Do you have a filter or air stone breaking the surface? Still water develops a film regardless of what you add.


----------



## Jesss (Apr 27, 2013)

Is the film harmful in anyway? Also I do not have a filter or airline fed into the tank.


----------



## Solcielo lawrencia (Dec 30, 2013)

How is the ammonia/waste being processed? Biofilm is not harmful.


----------



## Jesss (Apr 27, 2013)

I change 50% every 2-3 days but i cant seem to get rid of the film


----------



## mistergreen (Dec 9, 2006)

paper towel at the surface will pick up the film.


----------



## auban (Jun 23, 2012)

shake it up and let it settle for a few minutes, then pour it off. that will let the heavier stuff settle to the bottom. the daphnia wont eat it off the bottom of their tank anyway, so its best to just let it settle out beforehand so that you dont add it to the tank. 
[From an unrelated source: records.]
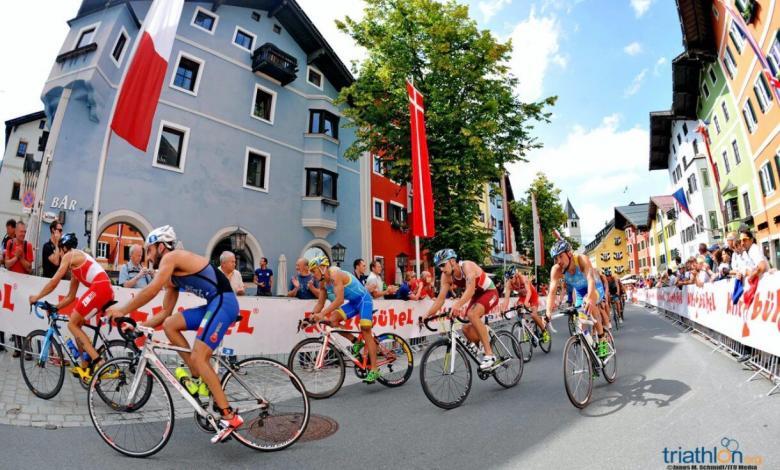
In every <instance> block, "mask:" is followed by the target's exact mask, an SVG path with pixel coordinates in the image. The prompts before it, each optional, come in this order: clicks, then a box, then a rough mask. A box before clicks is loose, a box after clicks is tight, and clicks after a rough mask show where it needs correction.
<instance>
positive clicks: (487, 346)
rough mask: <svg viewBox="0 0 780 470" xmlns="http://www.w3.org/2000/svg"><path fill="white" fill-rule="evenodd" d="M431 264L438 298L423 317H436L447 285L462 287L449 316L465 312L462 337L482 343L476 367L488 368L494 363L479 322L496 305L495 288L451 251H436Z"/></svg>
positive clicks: (443, 297) (483, 328) (479, 367)
mask: <svg viewBox="0 0 780 470" xmlns="http://www.w3.org/2000/svg"><path fill="white" fill-rule="evenodd" d="M433 264H434V265H436V267H438V268H439V269H440V270H441V285H440V288H439V296H438V297H436V301H435V302H434V303H433V305H432V306H431V308H429V309H428V313H427V314H426V317H430V316H432V315H434V314H436V312H438V311H439V309H440V308H441V307H442V305H444V300H445V299H446V297H447V292H449V291H450V287H451V286H454V287H458V288H460V289H463V288H465V291H464V292H463V294H462V295H461V296H460V298H458V299H457V300H455V301H454V302H453V303H452V307H451V308H452V313H453V314H454V315H459V316H460V315H462V313H463V312H464V311H465V313H466V315H467V316H468V318H469V320H470V321H471V323H470V324H468V325H465V326H464V327H463V334H464V335H465V336H466V338H468V340H469V341H470V342H471V343H477V342H478V341H481V342H482V346H483V347H484V348H485V355H484V356H483V357H482V361H481V362H480V364H479V368H480V370H486V369H490V368H491V367H492V366H493V365H494V364H495V363H496V357H495V356H494V355H493V348H491V347H490V339H489V337H488V331H487V328H486V327H485V325H484V324H483V323H482V321H481V320H480V319H481V317H482V316H483V315H485V314H486V313H489V312H490V310H492V309H493V308H495V307H496V306H497V305H498V290H496V286H495V285H493V281H492V280H491V279H490V278H489V277H488V275H487V274H486V273H485V271H483V270H482V268H480V267H479V266H478V265H477V264H476V263H474V262H473V261H458V255H457V254H456V253H455V250H452V249H450V248H445V249H443V250H439V251H437V252H436V254H435V255H434V256H433ZM464 307H465V309H464Z"/></svg>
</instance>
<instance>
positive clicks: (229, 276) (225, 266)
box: [219, 251, 265, 295]
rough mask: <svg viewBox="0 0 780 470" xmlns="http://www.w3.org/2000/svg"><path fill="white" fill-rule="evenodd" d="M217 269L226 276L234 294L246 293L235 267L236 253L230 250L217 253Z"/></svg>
mask: <svg viewBox="0 0 780 470" xmlns="http://www.w3.org/2000/svg"><path fill="white" fill-rule="evenodd" d="M263 259H265V258H263ZM219 270H220V271H222V272H223V273H224V274H225V277H227V278H228V281H230V287H232V288H233V292H235V294H236V295H246V289H245V288H244V281H243V279H241V273H240V272H238V270H237V269H236V255H234V254H233V253H232V252H230V251H223V252H222V254H221V255H219Z"/></svg>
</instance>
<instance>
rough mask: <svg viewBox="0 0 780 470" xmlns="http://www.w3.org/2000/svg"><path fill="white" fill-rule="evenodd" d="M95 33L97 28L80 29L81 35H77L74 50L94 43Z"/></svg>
mask: <svg viewBox="0 0 780 470" xmlns="http://www.w3.org/2000/svg"><path fill="white" fill-rule="evenodd" d="M95 31H97V26H90V27H88V28H86V29H82V30H81V33H79V40H78V41H76V47H74V49H78V48H79V47H84V46H86V45H89V44H92V43H93V42H95Z"/></svg>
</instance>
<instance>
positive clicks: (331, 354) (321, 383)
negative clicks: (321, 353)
mask: <svg viewBox="0 0 780 470" xmlns="http://www.w3.org/2000/svg"><path fill="white" fill-rule="evenodd" d="M322 342H323V339H322V338H306V339H305V340H303V341H301V342H300V343H298V344H296V345H295V347H294V348H293V350H292V351H291V352H290V358H289V359H288V360H287V367H289V368H290V370H292V371H293V372H294V373H295V375H297V376H298V377H299V378H300V379H301V382H303V385H304V387H306V393H307V394H308V395H309V396H310V397H311V398H315V399H320V398H328V397H330V396H333V394H334V393H336V392H338V391H339V389H340V388H341V385H342V384H343V383H344V374H345V373H346V369H345V367H344V358H343V357H341V353H340V352H339V351H338V350H337V349H336V348H335V347H334V346H333V343H328V349H327V350H326V351H325V353H324V354H325V358H324V360H323V361H322V367H316V365H317V357H318V356H319V354H320V350H321V349H322Z"/></svg>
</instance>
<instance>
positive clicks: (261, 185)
mask: <svg viewBox="0 0 780 470" xmlns="http://www.w3.org/2000/svg"><path fill="white" fill-rule="evenodd" d="M270 159H271V156H270V155H268V154H267V153H264V152H260V151H259V150H255V149H251V148H247V149H246V161H245V162H244V187H245V188H249V189H256V190H260V191H264V192H267V191H268V169H269V163H270Z"/></svg>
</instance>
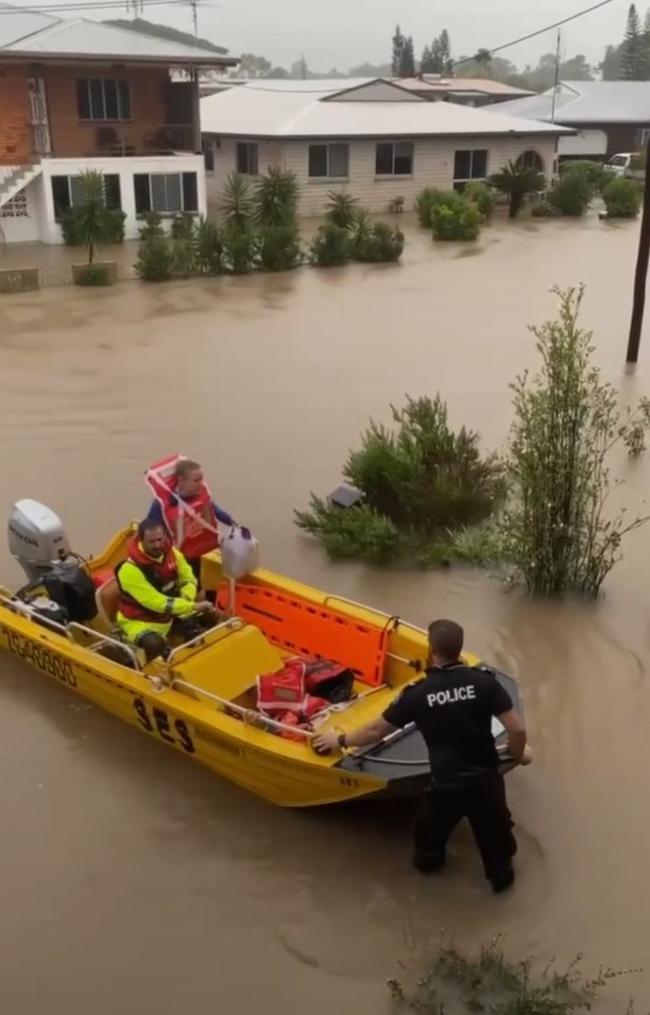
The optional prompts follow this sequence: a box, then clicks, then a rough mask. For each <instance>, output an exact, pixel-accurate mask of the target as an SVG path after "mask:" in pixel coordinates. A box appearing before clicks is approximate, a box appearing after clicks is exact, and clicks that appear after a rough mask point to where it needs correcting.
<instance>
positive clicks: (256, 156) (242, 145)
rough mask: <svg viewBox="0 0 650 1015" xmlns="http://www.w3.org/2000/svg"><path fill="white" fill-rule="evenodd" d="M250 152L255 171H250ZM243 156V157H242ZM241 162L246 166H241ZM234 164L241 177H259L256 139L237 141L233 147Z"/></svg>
mask: <svg viewBox="0 0 650 1015" xmlns="http://www.w3.org/2000/svg"><path fill="white" fill-rule="evenodd" d="M251 154H254V159H253V161H254V162H255V173H251ZM242 156H244V158H242ZM243 163H245V165H246V167H245V168H242V165H243ZM235 165H236V168H237V172H238V173H239V174H240V175H241V176H243V177H259V175H260V146H259V144H258V142H257V141H238V142H237V144H236V147H235Z"/></svg>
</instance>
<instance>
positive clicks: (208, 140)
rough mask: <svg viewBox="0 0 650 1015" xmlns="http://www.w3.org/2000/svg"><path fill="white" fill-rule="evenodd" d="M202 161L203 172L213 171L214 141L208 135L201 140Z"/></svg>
mask: <svg viewBox="0 0 650 1015" xmlns="http://www.w3.org/2000/svg"><path fill="white" fill-rule="evenodd" d="M202 148H203V161H204V162H205V172H206V173H214V141H213V140H212V138H210V137H204V138H203V141H202Z"/></svg>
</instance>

personally, i prefer chlorella algae to spirulina. astaxanthin powder is even better, since its essentially a live(but dormant) freshwater microalgae. plus, it disperses into the water better than anything else i have come across and it stays suspended.


----------



## Solcielo lawrencia (Dec 30, 2013)

The biofilm is harmless. If anything, it provides an alternative source of food.


----------